Run in partnership with Coca-Cola (Japan) and Itochu, the Cmode trials allow I-mode users to load credit into electronic money accounts from the vending machine. When they want to purchase a drink, users can do so using the stored credit. The system verifies the user's identity by scanning a barcode on the cell phone screen via a small scanner on the front of the machine.
On the first day of the trial, I-mode users tried out the service at a machine located in Shibuya, one of the trendiest districts in Tokyo. Yuiko Nezaki undertook the hour-long journey from Yokohama City in Kanagawa, a neighboring prefecture of Tokyo, with a colleague just to buy "a can of Coke", but "I've been struggling with registration at the Coca-Cola site for the last 20 minutes and still haven't been able to get a can of Coke yet," she said.
Although Nezaki found the service difficult to use, "it would be great if this sort of service becomes available everywhere, in places like convenience stores," she said.
Her colleague, who declined to give his name, said that if this service works well he would consider switching his cell phone service to NTT DoCoMo.
However, the service did not work well and the two left in search of refreshment elsewhere. Problems continued until 1 p.m. Monday, caused by a glitch on the main server, according to Tomonobu Tominaga, manager of e-vendor marketing for Coca-Cola. Users were unable to buy drinks using the service during this time.
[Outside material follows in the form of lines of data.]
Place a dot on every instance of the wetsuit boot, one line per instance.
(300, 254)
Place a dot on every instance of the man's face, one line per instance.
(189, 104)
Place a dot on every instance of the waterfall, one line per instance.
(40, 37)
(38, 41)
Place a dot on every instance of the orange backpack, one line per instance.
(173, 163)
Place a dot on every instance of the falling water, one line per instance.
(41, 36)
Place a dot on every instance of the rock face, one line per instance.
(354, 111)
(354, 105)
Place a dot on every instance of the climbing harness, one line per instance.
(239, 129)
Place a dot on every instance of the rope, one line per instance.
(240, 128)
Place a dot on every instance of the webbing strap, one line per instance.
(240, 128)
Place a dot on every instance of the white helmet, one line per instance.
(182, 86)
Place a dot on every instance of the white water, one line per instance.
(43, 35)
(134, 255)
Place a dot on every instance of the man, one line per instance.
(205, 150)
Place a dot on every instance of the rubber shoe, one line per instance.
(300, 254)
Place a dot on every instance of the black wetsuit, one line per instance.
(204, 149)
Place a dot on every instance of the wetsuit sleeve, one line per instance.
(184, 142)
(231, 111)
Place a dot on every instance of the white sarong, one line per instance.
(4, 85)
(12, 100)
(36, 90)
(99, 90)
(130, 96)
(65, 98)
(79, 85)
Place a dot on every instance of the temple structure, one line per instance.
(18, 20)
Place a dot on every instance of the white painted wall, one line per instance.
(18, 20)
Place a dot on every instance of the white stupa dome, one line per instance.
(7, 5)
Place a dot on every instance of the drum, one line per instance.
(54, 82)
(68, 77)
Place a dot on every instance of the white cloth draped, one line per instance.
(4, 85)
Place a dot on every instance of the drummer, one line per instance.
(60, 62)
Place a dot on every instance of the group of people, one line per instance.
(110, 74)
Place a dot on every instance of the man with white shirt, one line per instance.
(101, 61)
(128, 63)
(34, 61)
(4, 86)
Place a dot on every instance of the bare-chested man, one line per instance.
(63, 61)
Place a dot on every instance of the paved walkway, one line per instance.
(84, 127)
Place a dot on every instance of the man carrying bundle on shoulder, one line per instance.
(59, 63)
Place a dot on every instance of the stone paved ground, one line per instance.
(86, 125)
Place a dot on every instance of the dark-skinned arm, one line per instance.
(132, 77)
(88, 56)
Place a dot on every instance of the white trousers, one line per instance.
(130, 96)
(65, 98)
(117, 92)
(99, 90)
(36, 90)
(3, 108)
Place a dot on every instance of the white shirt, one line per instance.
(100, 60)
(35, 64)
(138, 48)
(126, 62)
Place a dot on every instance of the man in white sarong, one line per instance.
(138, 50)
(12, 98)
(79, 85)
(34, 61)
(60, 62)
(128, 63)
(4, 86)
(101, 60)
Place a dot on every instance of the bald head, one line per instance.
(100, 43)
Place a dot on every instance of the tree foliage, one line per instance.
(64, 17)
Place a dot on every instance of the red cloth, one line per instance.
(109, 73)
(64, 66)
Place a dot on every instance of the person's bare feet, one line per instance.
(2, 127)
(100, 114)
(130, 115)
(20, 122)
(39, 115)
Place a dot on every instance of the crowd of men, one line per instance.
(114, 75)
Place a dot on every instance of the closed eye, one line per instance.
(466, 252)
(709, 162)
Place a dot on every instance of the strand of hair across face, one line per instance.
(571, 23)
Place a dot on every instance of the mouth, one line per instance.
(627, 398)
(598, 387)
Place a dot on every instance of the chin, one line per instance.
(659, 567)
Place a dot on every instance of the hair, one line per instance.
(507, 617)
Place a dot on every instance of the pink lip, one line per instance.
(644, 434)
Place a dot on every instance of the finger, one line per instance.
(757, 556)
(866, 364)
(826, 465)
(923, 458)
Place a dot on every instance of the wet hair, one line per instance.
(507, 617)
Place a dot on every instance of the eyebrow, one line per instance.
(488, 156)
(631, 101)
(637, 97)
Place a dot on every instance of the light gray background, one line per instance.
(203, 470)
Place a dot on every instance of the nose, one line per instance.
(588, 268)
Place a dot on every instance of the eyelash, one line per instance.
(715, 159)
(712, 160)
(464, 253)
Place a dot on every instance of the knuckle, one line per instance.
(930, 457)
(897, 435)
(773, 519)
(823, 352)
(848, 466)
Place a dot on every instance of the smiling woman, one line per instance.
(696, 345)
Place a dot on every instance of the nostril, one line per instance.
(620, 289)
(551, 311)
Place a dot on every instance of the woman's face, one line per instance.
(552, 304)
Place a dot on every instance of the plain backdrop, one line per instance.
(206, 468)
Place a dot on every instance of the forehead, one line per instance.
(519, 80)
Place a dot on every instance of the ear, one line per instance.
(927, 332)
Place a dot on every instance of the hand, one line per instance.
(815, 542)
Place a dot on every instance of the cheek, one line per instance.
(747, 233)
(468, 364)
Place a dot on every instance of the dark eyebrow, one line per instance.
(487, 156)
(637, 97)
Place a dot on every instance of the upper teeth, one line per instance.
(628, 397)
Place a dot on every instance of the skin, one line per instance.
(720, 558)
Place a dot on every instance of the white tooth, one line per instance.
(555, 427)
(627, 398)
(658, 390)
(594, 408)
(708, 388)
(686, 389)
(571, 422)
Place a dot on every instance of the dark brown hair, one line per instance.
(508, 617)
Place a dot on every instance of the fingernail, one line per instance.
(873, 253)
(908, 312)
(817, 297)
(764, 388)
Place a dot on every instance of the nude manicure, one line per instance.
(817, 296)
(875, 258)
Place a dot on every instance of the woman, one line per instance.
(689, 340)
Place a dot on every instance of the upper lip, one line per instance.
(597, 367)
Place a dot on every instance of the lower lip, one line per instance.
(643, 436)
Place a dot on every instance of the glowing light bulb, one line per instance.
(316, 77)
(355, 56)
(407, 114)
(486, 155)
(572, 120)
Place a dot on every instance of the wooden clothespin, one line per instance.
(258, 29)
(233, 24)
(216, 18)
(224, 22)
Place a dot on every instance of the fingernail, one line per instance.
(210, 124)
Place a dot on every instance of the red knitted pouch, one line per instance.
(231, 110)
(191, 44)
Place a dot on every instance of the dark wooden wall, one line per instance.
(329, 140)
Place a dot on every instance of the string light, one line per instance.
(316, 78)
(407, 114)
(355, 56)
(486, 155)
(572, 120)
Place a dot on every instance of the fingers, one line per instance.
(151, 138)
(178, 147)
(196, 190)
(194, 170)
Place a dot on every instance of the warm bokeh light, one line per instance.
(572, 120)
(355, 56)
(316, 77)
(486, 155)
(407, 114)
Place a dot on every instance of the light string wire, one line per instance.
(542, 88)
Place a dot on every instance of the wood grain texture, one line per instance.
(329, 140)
One determined user, Daisuke Moriki, had loaded credit worth 500 yen ($8.00) from a vending machine at another location, and had come to this machine hoping it would let him buy a drink. He waited for half an hour before being told by Tominaga that the server was ready.
The purchasing part was much faster. Within one minute, Moriki had his can of Coke.
He found out about the trials from Coca-Cola's Web site. "I find this service using a cell phone is fun," he said. "I hope the cell phone will replace the wallet soon," he said.
The only part of the transaction that Moriki didn't like was that, after scanning the bar code on his telephone's display, the machine displayed his name -- something he said he disliked for personal security reasons.
After the barcode is scanned, users can do more than just buy a drink. The machine can also print out a map of the neighborhood or discount coupons for local restaurants. They can also collect loyalty points for promotional merchandise. A user who doesn't want to use credit still can collect points, by purchasing a drink with coins and scanning the barcode.
The trials will continue until the end of December, with 25 vending machines installed in Tokyo.